Over the past couple of months, Reddit has done everything it can to show its moderators that they are low-value and easily replaceable. They've done this by removing technical tools, killing off third party applications, crippling API changes and jaw-droppingly bad public relations. Heavily used products like /r/toolbox are no longer being actively developed. When Reddit API implements a breaking, non-backwards compatible change, that tool will also die.
Yet the moderators of Reddit continue to moderate. They stay and help Reddit build Reddit. They continue to work for free; to allow Reddit to make money off of their work despite being abused. When I see things like the comment section on this post, I no longer feel sorry for the Reddit moderators still on the site. I see them as a sad, sorry group who cling to the false hope of a corporate turnaround. They could leave Reddit. They should leave Reddit.
These moderators are in an abusive relationship with Reddit, Inc. I might understand the argument, "we built this community, we can't just abandon it". But would you give the same advice to someone else in an abusive relationship? I get that the analogy between the mods and the corp is an imperfect one, yet it is similar enough to be valid, in my opinion.
Moderating is really hard. It is hard and thankless and never-ending. Finding good moderators who can handle the marathon nature of the gig is incredibly difficult. If Reddit moderators were to delete their moderating bots, downgrade their automod "code" and dial back their modding efforts to 5 min/week or less, it would materially hurt Reddit as a product.
The sunk-cost fallacy is a real thing.
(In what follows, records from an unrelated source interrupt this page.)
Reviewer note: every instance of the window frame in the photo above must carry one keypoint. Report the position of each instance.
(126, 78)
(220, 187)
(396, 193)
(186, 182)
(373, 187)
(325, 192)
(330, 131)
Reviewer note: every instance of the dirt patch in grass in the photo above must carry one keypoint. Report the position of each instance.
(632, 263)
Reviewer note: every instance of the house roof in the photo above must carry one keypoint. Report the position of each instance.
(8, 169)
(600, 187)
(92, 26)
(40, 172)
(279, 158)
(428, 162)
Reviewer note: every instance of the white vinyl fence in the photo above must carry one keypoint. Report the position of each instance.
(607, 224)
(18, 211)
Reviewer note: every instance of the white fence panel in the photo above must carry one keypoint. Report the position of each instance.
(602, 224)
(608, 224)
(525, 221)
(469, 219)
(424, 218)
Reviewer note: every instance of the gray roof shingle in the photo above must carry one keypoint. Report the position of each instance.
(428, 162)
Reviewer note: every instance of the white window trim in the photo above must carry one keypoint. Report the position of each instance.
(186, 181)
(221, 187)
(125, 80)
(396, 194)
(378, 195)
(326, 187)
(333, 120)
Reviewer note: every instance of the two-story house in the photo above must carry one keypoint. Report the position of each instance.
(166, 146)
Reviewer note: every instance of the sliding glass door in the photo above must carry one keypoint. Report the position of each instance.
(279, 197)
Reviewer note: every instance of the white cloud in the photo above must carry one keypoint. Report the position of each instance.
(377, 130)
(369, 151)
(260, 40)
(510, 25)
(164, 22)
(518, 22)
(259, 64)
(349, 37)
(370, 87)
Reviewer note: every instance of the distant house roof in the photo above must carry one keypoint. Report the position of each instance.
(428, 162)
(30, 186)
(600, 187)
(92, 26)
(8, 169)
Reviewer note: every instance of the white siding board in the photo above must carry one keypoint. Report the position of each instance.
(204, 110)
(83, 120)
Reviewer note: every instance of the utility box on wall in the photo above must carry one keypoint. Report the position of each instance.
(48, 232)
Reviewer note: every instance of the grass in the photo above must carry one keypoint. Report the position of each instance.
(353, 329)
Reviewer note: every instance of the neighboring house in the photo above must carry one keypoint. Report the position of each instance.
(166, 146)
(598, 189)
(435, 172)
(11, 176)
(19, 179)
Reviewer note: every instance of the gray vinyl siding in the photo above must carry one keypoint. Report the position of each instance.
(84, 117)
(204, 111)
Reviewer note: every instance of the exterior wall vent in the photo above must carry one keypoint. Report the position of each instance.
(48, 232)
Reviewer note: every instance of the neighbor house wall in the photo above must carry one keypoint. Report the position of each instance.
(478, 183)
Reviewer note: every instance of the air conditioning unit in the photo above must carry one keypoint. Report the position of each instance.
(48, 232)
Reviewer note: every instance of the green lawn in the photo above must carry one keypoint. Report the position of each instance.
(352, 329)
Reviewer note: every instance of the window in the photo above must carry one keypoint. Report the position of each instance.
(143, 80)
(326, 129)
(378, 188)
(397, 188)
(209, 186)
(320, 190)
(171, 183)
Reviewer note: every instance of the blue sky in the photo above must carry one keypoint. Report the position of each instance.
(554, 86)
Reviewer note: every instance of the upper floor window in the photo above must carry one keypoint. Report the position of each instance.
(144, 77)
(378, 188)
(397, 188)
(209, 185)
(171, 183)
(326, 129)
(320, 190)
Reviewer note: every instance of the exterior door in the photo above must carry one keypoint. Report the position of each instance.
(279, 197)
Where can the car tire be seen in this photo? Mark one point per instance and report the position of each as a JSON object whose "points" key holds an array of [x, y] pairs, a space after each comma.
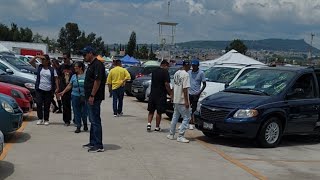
{"points": [[128, 93], [270, 133], [210, 134], [141, 99]]}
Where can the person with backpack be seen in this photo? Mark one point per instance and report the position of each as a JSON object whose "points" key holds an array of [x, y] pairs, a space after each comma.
{"points": [[47, 84]]}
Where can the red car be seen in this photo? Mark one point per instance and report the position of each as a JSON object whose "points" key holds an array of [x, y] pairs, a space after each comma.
{"points": [[20, 94]]}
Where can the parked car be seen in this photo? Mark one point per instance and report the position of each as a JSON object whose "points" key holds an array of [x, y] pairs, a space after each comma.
{"points": [[19, 81], [10, 69], [10, 113], [19, 64], [136, 72], [1, 142], [218, 78], [20, 94], [264, 104], [141, 87]]}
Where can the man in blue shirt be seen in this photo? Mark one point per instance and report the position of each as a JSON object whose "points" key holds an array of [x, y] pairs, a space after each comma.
{"points": [[197, 78]]}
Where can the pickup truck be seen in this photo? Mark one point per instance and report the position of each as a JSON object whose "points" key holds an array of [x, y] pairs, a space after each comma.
{"points": [[264, 105]]}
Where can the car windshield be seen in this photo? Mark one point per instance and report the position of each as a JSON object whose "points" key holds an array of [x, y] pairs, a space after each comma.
{"points": [[262, 82], [15, 61], [221, 74]]}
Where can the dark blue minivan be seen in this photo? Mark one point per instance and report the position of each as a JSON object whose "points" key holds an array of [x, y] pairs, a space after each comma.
{"points": [[264, 104]]}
If the Reddit mods understood this, they'd take their talents elsewhere. But as long as they continue to help Reddit build Reddit, one shouldn't feel sorry for them.
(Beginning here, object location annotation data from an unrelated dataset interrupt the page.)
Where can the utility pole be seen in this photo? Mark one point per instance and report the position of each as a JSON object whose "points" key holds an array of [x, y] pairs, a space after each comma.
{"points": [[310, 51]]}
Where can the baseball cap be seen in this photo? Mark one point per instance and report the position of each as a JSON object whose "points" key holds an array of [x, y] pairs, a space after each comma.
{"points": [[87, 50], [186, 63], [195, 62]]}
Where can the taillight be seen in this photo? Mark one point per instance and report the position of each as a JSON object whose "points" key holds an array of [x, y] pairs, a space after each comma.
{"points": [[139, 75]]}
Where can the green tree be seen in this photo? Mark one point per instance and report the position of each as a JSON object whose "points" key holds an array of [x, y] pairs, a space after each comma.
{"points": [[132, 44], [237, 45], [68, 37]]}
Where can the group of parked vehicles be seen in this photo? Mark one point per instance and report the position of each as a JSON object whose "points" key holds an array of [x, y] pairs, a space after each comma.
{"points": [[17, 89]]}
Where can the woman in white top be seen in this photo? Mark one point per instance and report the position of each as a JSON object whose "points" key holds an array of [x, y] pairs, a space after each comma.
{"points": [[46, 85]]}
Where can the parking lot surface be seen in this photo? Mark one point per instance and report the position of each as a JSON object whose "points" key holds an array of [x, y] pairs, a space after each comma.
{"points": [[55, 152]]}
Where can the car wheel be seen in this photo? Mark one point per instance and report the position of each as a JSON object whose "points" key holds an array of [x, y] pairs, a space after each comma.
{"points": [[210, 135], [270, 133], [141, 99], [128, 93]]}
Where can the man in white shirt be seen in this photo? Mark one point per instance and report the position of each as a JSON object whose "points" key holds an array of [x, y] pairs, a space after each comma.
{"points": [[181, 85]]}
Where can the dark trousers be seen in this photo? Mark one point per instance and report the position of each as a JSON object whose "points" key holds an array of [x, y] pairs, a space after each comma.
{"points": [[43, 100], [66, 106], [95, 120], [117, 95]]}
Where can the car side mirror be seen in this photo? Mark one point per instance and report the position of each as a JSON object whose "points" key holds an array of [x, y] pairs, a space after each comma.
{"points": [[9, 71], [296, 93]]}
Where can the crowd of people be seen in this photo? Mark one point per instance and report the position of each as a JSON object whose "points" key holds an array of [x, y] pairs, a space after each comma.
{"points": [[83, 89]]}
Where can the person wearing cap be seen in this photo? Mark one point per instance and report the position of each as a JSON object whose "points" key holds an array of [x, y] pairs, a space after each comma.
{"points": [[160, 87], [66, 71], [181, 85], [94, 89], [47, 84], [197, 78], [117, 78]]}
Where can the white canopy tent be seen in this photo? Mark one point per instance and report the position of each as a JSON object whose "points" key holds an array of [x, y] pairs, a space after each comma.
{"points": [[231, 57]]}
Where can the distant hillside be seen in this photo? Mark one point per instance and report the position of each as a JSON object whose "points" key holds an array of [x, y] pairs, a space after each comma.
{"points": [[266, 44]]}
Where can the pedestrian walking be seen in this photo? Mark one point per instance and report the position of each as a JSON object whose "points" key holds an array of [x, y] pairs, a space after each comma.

They could leave. I did and I've never been happier.
You want to hear something fucked up? After nearly 10 years in Reddit, one day I suddenly started receiving daily death threats and HEAVY bot spamming on this tiny little sub I was moderating. So naturally I reached out to the mod support sub for help. Then this bot/spammer started flooding my post on their sub which actually felt great—they were getting a taste of what I had been dealing with. The post ended up with well over 500 comments from this piece of shit. So instead of help me out, you know what they did? They banned me from the mod support subreddit.
I had a conversation with one of the admins who basically told me they don't care about death threats. Furthermore, this spammer had also admitted to murdering people. Again the admin didn't care. Till the day I left they were unable to stop this one person from creating hundreds, maybe even thousands of accounts and spamming tons of people including myself. A billion dollar company can't even control their own product. The bots literally own Reddit. Lol. Fuck them, all of them who stayed.
Here some proof: https://imgur.com/Hofqdh8 https://imgur.com/gallery/vJhZlwX
They don't even require email validation. I made dozens of burner accounts with the same email over the years. It's wild. They are like actively against controlling the bots. It's like Twitter, the bots inflate the numbers so they don't want to go after them.
I want revenge.
I suggest you make a bot for that.
It crossed my mind. I know I could write some insidious code. Ultimately I don't have time for that nonsense.